Now let's move on to the next set of questions involving calculations:

To find a+b, simply add the values together:

a = 40 ± 5
b = 30 ± 3

a+b = (40+30) ± (√(5^2 + 3^2)) = 70 ± √34

To find a+b+c, add all three values together:

a = 40 ± 5
b = 30 ± 3
c = 20 ± 1

a+b+c = (40+30+20) ± (√(5^2 + 3^2 + 1^2)) = 90 ± √35

To find a/t, divide the value of a by the value of t:

a = 40 ± 5
t = 1.2 ± 0.1

a/t = (40/1.2) ± (√((5/40)^2 + (0.1/1.2)^2)) = 33.3 ± 0.25

To find (a+c)/t, add the values of a and c together, then divide by t:

a = 40 ± 5
c = 20 ± 1
t = 1.2 ± 0.1

(a+c)/t = ((40+20)/1.2) ± (√((5/40)^2 + (1/20)^2 + (0.1/1.2)^2)) = 50 ± 0.43

To calculate (1.23 ± 0.03) + pi, simply add the values together:

(1.23 ± 0.03) + pi = (1.23 + 3.14159) ± (0.03 + 0) = 4.37 ± 0.03

To calculate (1.23 ± 0.03) × pi, multiply the values together:

(1.23 ± 0.03) × pi = (1.23 × 3.14159) ± (0.03 × 3.14159) = 3.86 ± 0.09

Finally, let's tackle the last question regarding the error in the period of a pendulum:

Since the error in the determination of the time for 20 oscillations is assumed to be the same as the error in the determination of the time for 5 oscillations, we can conclude that the error in the period will be smaller for the procedure measuring the time for 20 oscillations.

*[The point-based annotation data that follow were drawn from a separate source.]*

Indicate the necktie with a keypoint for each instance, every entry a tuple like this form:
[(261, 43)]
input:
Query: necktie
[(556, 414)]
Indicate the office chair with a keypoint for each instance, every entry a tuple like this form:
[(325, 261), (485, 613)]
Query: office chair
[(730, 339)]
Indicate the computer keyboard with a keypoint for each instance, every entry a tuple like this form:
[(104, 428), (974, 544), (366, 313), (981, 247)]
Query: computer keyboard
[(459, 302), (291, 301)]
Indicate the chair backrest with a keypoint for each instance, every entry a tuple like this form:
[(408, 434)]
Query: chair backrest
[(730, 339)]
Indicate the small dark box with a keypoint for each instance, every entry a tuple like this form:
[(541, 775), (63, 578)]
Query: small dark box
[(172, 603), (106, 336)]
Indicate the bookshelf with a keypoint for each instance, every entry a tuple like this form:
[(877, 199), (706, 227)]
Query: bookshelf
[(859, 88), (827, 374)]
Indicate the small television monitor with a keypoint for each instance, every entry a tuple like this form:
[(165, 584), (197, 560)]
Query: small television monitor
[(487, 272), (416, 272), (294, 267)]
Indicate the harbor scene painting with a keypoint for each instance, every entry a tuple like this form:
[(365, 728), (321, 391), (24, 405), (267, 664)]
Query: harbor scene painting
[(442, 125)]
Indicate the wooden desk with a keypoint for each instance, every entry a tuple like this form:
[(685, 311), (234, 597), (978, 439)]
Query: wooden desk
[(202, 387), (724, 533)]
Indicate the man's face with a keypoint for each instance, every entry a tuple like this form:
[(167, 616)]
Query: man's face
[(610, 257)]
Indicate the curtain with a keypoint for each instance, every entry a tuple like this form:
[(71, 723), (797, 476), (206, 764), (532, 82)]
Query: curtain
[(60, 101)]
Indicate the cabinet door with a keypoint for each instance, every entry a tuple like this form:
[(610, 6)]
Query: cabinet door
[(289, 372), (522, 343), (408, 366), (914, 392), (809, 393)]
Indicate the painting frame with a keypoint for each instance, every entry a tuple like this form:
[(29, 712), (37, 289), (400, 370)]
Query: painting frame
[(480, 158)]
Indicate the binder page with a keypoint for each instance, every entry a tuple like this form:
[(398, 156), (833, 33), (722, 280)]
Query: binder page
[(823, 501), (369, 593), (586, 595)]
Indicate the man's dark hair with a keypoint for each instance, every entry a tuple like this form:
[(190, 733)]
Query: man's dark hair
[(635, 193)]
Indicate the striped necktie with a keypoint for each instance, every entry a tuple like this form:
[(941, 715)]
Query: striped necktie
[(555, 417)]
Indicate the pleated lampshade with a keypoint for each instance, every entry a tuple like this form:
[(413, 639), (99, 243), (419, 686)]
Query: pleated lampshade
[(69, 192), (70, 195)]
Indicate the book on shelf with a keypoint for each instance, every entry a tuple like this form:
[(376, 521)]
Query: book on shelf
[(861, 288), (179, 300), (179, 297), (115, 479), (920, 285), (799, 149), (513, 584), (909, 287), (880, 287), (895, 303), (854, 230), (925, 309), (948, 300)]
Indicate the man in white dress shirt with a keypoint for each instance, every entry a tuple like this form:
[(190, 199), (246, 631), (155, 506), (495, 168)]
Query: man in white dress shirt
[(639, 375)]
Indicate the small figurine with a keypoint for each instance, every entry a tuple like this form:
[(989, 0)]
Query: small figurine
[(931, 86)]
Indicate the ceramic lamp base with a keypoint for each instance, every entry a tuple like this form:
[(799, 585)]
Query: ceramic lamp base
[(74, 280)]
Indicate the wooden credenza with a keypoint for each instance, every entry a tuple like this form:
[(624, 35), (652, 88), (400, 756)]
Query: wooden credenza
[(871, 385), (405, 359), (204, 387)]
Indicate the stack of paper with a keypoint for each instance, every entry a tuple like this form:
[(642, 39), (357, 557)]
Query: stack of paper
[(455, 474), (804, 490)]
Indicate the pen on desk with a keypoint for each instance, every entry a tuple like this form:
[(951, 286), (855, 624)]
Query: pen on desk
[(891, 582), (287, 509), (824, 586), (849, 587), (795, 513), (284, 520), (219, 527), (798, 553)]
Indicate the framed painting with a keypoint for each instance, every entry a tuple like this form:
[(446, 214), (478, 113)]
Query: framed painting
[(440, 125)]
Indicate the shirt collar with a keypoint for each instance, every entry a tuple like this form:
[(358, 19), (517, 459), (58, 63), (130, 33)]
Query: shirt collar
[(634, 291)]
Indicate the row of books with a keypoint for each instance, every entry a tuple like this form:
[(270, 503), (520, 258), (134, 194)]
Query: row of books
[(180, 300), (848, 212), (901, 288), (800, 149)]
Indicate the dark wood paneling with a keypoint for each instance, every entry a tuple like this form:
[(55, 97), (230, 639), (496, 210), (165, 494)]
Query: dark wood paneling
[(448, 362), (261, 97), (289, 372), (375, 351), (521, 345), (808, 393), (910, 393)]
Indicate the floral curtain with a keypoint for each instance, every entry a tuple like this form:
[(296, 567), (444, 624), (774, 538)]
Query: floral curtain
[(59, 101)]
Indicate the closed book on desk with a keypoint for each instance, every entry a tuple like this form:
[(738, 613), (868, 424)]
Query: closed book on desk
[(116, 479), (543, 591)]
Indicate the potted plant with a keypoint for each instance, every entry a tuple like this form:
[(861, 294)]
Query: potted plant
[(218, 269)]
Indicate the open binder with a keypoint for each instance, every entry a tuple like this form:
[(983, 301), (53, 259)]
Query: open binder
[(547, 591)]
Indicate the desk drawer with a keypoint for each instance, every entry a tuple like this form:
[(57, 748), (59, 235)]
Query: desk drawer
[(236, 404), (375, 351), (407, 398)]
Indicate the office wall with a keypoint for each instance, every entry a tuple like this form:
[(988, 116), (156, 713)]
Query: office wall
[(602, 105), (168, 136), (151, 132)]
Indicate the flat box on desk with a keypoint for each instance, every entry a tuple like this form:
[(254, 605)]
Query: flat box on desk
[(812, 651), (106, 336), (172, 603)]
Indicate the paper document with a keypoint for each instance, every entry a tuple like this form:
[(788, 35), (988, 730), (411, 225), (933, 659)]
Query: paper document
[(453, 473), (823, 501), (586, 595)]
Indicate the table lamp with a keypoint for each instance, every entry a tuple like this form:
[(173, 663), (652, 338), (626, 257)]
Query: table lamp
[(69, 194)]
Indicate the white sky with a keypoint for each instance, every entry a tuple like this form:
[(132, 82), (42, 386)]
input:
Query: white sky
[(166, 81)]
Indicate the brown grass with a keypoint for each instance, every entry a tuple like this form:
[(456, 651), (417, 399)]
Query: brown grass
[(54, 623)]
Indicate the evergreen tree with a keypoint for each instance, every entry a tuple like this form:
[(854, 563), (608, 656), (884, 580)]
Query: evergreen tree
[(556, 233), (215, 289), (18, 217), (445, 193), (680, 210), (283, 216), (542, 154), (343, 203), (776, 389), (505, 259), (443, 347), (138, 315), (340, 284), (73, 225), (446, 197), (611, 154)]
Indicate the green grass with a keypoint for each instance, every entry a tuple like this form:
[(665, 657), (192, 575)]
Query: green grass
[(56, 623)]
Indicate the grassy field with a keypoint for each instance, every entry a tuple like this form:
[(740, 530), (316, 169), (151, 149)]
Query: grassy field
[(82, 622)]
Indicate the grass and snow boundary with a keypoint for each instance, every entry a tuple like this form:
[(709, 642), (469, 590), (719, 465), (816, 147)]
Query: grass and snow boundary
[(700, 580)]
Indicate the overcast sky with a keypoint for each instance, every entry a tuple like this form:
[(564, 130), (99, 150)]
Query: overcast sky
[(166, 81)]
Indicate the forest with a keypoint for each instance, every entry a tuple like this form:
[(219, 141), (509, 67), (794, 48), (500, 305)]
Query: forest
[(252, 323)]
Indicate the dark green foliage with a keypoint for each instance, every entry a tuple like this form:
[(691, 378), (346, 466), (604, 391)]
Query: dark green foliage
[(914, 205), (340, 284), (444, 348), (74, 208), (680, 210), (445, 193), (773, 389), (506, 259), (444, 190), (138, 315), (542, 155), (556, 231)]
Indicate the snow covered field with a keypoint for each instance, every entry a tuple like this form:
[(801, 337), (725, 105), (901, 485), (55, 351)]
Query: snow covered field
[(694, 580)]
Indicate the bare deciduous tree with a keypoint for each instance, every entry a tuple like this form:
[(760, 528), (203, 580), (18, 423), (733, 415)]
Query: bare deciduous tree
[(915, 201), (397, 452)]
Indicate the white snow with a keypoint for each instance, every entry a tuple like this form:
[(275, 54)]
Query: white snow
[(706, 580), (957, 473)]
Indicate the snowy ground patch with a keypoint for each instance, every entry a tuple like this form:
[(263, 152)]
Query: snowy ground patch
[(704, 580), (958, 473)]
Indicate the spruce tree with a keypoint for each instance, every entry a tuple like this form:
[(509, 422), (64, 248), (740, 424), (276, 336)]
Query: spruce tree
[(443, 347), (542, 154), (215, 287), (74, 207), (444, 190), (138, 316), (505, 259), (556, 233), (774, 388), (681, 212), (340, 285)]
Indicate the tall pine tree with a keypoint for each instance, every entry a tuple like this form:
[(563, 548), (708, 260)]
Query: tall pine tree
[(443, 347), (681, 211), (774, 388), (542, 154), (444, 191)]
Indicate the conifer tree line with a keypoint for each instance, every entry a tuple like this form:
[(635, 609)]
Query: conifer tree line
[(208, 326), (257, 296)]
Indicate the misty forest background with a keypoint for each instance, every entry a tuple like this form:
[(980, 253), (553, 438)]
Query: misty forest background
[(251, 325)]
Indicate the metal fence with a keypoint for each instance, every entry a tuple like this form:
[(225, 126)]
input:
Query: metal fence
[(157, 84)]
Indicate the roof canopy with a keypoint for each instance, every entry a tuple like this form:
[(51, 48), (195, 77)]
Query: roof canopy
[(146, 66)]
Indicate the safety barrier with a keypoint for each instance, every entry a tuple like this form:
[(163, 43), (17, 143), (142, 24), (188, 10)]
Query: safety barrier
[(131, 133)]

This is because the error in the determination of the period can be calculated as the error in the time measurement divided by the number of oscillations. As the number of oscillations increases, the error in the period decreases. Therefore, the procedure measuring the time for 20 oscillations will give the smallest error in the value of the period.

I hope this helps you with your physics error analysis assignment! If you have any further questions, feel free to ask.